RE process
The not so simple introduction to RE'ing of multimedia codecs.
Information gathering
Try to collect as much public knowledge as possible.
- The first thing to do is to collect/create sample files. Without samples files there is nothing to test/verify a reimplementation.
- The second thing is to collect different decoder for the codec. Sometimes debug symbols are available in one binary but not the other.
- Read the product/codec whitepapers, they are mostly useless but can give a hint of the techniques used in the codec.
- Sometimes looking into frame data can give you enough information without even having a decoder. For example, constant frame sizes usually mean DPCM or similar compression; deflated data starts with 'x'; MS RLE data can be detected by special codes at the end; some individuals can even recognise H.26x bitstream.
Get it running
If you get a binary running it is much more easy to figure out how it works exactly.
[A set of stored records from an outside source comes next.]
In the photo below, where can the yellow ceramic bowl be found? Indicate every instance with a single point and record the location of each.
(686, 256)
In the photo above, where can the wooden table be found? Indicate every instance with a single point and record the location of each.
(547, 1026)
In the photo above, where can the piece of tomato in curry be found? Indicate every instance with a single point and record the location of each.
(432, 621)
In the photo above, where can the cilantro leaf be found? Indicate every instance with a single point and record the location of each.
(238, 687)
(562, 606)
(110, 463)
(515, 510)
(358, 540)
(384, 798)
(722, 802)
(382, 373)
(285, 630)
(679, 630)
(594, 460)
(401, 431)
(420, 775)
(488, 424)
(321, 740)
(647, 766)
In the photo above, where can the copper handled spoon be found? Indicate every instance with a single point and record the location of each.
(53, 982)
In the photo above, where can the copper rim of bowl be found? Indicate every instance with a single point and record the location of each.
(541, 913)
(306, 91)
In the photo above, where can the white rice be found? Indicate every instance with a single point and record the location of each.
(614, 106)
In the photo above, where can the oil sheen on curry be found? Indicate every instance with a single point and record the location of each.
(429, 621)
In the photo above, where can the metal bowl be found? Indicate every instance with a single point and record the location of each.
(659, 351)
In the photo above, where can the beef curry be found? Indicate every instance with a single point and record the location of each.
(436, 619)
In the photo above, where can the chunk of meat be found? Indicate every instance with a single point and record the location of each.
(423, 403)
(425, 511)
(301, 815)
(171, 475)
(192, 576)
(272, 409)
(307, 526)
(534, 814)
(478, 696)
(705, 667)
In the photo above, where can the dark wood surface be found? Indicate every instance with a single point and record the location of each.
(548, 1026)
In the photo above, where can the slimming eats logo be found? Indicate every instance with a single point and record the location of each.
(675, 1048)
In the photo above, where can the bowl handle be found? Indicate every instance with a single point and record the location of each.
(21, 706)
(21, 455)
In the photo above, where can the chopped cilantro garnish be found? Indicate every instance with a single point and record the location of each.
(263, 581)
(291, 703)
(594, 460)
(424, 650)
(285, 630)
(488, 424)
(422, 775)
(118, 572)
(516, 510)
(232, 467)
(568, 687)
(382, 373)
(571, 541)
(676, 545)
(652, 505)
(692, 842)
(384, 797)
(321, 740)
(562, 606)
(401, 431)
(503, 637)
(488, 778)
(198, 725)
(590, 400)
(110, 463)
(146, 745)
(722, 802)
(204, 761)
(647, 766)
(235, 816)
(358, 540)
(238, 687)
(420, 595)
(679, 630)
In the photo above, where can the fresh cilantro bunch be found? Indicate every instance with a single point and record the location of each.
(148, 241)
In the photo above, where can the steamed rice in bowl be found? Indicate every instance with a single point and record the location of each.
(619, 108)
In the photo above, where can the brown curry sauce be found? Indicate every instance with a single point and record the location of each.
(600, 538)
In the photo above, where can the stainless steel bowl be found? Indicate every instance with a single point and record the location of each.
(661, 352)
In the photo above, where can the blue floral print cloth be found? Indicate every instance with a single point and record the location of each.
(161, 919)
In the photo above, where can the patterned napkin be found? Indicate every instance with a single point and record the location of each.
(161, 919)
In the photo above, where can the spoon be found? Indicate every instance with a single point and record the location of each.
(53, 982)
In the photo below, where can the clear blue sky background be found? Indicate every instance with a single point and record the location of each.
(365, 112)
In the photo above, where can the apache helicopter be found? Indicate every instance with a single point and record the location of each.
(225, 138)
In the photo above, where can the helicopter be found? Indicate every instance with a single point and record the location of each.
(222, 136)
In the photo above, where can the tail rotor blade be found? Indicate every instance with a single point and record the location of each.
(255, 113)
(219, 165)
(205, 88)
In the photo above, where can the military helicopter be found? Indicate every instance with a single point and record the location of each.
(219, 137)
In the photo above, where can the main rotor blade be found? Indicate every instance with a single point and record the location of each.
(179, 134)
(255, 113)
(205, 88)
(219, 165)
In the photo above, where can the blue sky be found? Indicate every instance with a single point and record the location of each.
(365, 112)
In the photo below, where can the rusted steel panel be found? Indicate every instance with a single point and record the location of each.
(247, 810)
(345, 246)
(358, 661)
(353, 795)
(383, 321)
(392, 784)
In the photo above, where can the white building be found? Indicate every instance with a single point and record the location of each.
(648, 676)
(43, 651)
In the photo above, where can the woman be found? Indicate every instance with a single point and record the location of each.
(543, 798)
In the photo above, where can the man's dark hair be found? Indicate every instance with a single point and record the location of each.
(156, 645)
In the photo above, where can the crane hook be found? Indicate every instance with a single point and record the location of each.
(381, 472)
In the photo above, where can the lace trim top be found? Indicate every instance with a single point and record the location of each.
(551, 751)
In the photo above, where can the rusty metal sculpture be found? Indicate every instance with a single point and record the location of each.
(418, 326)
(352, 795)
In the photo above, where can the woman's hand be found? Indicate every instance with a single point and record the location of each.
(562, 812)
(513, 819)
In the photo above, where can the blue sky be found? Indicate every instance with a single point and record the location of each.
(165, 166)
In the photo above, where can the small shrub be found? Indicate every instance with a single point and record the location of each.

Getting it running in a controlled environment is even better.
- Mplayer has a dll loader which makes it very easy to load acm and dmo codecs.
- Use the technique described here to load a binary under Linux: http://multimedia.cx/pre/re-xan.html
- Run it on the original platform in some form.
Picking it apart
Load up the codec in a dissassembler.
- Get Idapro and let it chew through the binary.
- Somehow locate the code paths in the codec that is used. http://multimedia.cx/eggs/category/reverse-engineering/callret-monitor/ describes one way.
Hijack code flow
If the codec is running in a deterministic way it is possible to runtime patch the code to replace call addresses. The following macros can be used:
#define insert_native_addr(address, replacement) \ { \ unsigned int *padd = (unsigned int *)address; \ *padd = (unsigned int*)replacement; \ }; #define insert_native_call(address, replacement) \ { \ *((uint8_t*)address) = 0xe8; \ *((int32_t*)(address+1)) = (int) replacement - address - 5; \ };
When you redirect the functions make sure you declare your replacement function with the right call convention.
Alternatively, you can install debug trap and use it to gather data at any given point of execution. It may be slow but certainly replaces debugging with GDB.
Strategy
Most codecs work in a init, decode, close fashion. The init step allocated a codec private context that is then passed to the decode function. The private context is used by the codec to store it's internal state needed for decoding. The close function just cleans up the context. First start with reverse engineering the init and use a malloc wrapper to figure out the structure of the private context. Then go for the main decode function. It usually takes the private context as arguments and the indata buffer and size. From here the progress is open ended, try to tackle functions at the end of the decode call tree and at the start. That way knowledge about parameters can propagate through the code.
Reimplementation
When all the code is understood replace the code with lavc equivalents and re implement the stuff that is missing.